FJET heads into its May 14 earnings with the borrow market telling a notably guarded story.
Short interest is meaningfully elevated — 7% of free float — and has climbed roughly 10% over the past month, even as it eased slightly in recent days. Availability has tightened hard, dropping to just 23% of short interest outstanding. That means roughly one share remains available to borrow for every three already lent out. Cost to borrow has moderated from a spike above 46% in mid-April but still runs at 20%, elevated enough to suggest real demand for short exposure. The ORTEX short score of 68.4 reinforces the picture: shorts are engaged, and the lending pool is well-used. The stock fell 7% on May 12 but has recovered about 2% on the week, closing at $5.01.
The options market, by contrast, is unusually bullish for a small-cap heading into a print. The put/call ratio is running at just 0.33 — near the bottom of its 52-week range and barely below its 20-day average. The 52-week high on the PCR was 0.78; the current reading is less than half that level. Options traders are not hedging into this event — they are positioned decisively on the call side, a divergence from what the lending market implies.

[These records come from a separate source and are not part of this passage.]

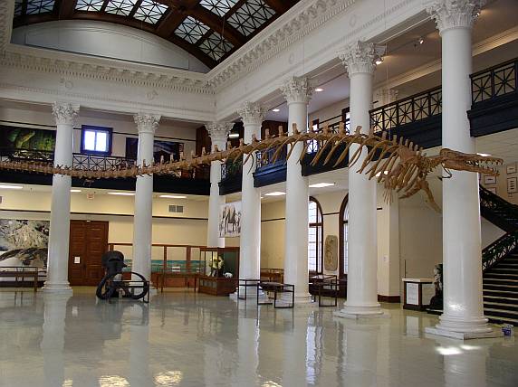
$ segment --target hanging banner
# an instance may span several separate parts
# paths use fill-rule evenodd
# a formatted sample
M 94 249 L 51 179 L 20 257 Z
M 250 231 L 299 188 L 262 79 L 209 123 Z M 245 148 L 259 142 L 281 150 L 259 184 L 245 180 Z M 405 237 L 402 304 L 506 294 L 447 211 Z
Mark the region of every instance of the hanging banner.
M 241 235 L 241 202 L 222 204 L 219 211 L 219 237 Z

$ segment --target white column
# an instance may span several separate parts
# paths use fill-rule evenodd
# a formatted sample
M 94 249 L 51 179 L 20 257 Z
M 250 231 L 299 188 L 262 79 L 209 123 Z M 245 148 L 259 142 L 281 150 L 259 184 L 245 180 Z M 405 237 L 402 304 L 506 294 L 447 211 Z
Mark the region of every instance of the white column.
M 292 77 L 281 87 L 288 102 L 288 130 L 293 124 L 300 132 L 308 130 L 308 104 L 313 88 L 305 77 Z M 286 221 L 284 282 L 295 286 L 298 302 L 310 300 L 308 291 L 308 178 L 302 176 L 299 156 L 303 144 L 297 143 L 288 159 L 286 172 Z
M 260 139 L 265 109 L 258 103 L 245 102 L 237 113 L 245 125 L 245 142 L 251 142 L 254 135 Z M 246 156 L 245 155 L 244 158 Z M 258 279 L 261 269 L 261 192 L 254 186 L 254 158 L 255 155 L 253 155 L 243 165 L 239 278 Z
M 361 126 L 362 133 L 370 127 L 369 110 L 372 106 L 372 75 L 374 61 L 382 48 L 373 43 L 357 42 L 340 55 L 350 79 L 350 129 Z M 350 154 L 358 146 L 350 146 Z M 367 155 L 362 149 L 358 165 Z M 376 230 L 376 182 L 358 167 L 349 168 L 349 262 L 347 302 L 336 316 L 349 318 L 379 316 L 378 247 Z
M 72 166 L 73 124 L 78 111 L 79 106 L 70 103 L 55 102 L 53 105 L 56 121 L 54 165 Z M 51 231 L 44 291 L 72 291 L 68 282 L 71 187 L 71 176 L 53 176 Z
M 212 122 L 206 125 L 212 141 L 212 148 L 219 150 L 226 148 L 226 139 L 234 124 L 227 122 Z M 206 230 L 207 247 L 225 247 L 225 238 L 219 238 L 219 211 L 225 204 L 225 196 L 219 194 L 221 181 L 221 162 L 213 161 L 210 165 L 210 196 L 208 198 L 208 226 Z
M 133 116 L 139 130 L 137 164 L 153 162 L 155 130 L 160 116 L 139 113 Z M 151 243 L 153 235 L 153 176 L 138 176 L 135 184 L 135 215 L 133 217 L 133 261 L 131 271 L 147 279 L 151 276 Z
M 443 146 L 475 153 L 471 107 L 473 22 L 482 0 L 439 0 L 427 9 L 442 37 Z M 427 332 L 458 338 L 494 335 L 484 316 L 478 176 L 455 172 L 443 180 L 444 314 Z

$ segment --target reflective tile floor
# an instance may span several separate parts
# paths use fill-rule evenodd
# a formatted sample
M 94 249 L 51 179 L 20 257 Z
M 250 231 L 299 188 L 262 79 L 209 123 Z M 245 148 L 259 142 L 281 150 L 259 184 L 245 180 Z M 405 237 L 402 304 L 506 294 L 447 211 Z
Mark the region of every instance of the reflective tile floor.
M 516 337 L 427 337 L 437 317 L 383 307 L 274 310 L 172 292 L 149 305 L 0 291 L 0 386 L 518 386 Z

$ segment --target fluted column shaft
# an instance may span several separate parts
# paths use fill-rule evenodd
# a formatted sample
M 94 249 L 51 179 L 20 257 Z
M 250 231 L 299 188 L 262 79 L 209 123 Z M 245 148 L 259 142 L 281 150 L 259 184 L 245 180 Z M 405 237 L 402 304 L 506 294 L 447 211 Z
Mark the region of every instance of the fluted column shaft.
M 362 133 L 369 132 L 374 61 L 379 51 L 372 43 L 357 42 L 341 54 L 350 79 L 350 130 L 360 126 Z M 358 146 L 351 146 L 350 155 Z M 362 149 L 358 165 L 361 165 L 367 153 L 367 149 Z M 376 182 L 356 169 L 349 168 L 347 302 L 339 313 L 376 316 L 382 313 L 378 303 Z
M 160 116 L 136 114 L 135 124 L 139 130 L 137 163 L 150 165 L 153 162 L 155 130 Z M 147 279 L 151 277 L 151 243 L 153 235 L 153 176 L 138 176 L 135 184 L 135 215 L 133 217 L 133 263 L 132 271 Z
M 292 77 L 281 90 L 288 103 L 288 130 L 293 124 L 300 132 L 308 129 L 308 104 L 313 89 L 307 78 Z M 288 159 L 286 170 L 286 214 L 284 245 L 284 282 L 295 286 L 299 302 L 309 299 L 308 291 L 308 178 L 302 176 L 299 156 L 303 144 L 297 143 Z
M 72 166 L 73 124 L 78 111 L 79 106 L 70 103 L 56 102 L 53 106 L 56 122 L 55 166 Z M 71 187 L 71 176 L 53 176 L 51 230 L 44 291 L 71 291 L 68 282 Z
M 260 139 L 264 109 L 259 104 L 246 102 L 238 114 L 245 125 L 245 142 L 251 142 L 253 136 Z M 245 159 L 246 156 L 244 155 Z M 255 154 L 243 165 L 240 278 L 259 278 L 261 270 L 261 192 L 254 186 L 254 158 Z
M 226 148 L 226 139 L 233 124 L 213 122 L 206 125 L 212 141 L 213 149 Z M 206 231 L 206 245 L 208 247 L 225 247 L 225 238 L 219 237 L 219 212 L 225 204 L 225 197 L 219 194 L 221 182 L 221 161 L 213 161 L 210 165 L 210 196 L 208 198 L 208 226 Z
M 472 26 L 484 1 L 440 0 L 428 8 L 442 37 L 443 147 L 475 153 L 471 108 Z M 487 334 L 484 317 L 478 176 L 452 171 L 443 180 L 444 314 L 437 329 Z

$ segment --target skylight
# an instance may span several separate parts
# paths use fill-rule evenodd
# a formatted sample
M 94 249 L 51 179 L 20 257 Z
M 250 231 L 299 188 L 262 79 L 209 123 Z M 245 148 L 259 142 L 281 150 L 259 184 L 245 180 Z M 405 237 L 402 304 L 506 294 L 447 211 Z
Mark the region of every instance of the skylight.
M 155 24 L 166 13 L 168 6 L 152 0 L 143 0 L 133 17 Z
M 137 0 L 110 0 L 106 5 L 108 14 L 122 14 L 128 16 L 131 14 Z
M 104 0 L 77 0 L 75 9 L 78 11 L 98 12 L 102 8 Z
M 187 16 L 182 24 L 178 25 L 178 28 L 175 31 L 175 34 L 190 43 L 196 43 L 208 30 L 209 28 L 200 21 L 192 16 Z
M 201 0 L 199 5 L 219 16 L 225 16 L 235 3 L 237 0 Z
M 230 15 L 228 23 L 245 36 L 248 36 L 274 14 L 275 11 L 263 0 L 248 0 Z
M 199 45 L 201 51 L 215 61 L 219 61 L 225 54 L 229 52 L 234 46 L 217 33 L 212 33 Z
M 54 0 L 28 0 L 26 14 L 38 14 L 53 12 Z

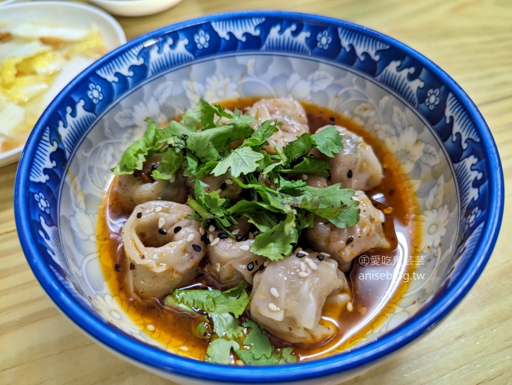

The sharpest backdrop risk for FJET arrived just yesterday. Rocket Lab's CFO warned publicly that a SpaceX IPO could push smaller space operators "into obscurity," a headline that landed directly on this name. Starfighters Space operates in the same thin stratum of the sector — niche, pre-profitability, and competing for institutional attention against a potential mega-listing. The company's last print, in April, produced a Q4 EPS of -$0.46, yet the stock surged 33% on the day and extended to a 35% five-day gain, pointing to a market that responds sharply to any positive catalyst even against a loss-making backdrop. Founder Richard Svetkoff retains 32% of shares outstanding, concentrating both control and event risk.
The May 14 print will test whether the call-heavy options positioning reflects genuine conviction — or simply a mismatch between retail enthusiasm and the tighter borrow conditions that more experienced short sellers are quietly exploiting.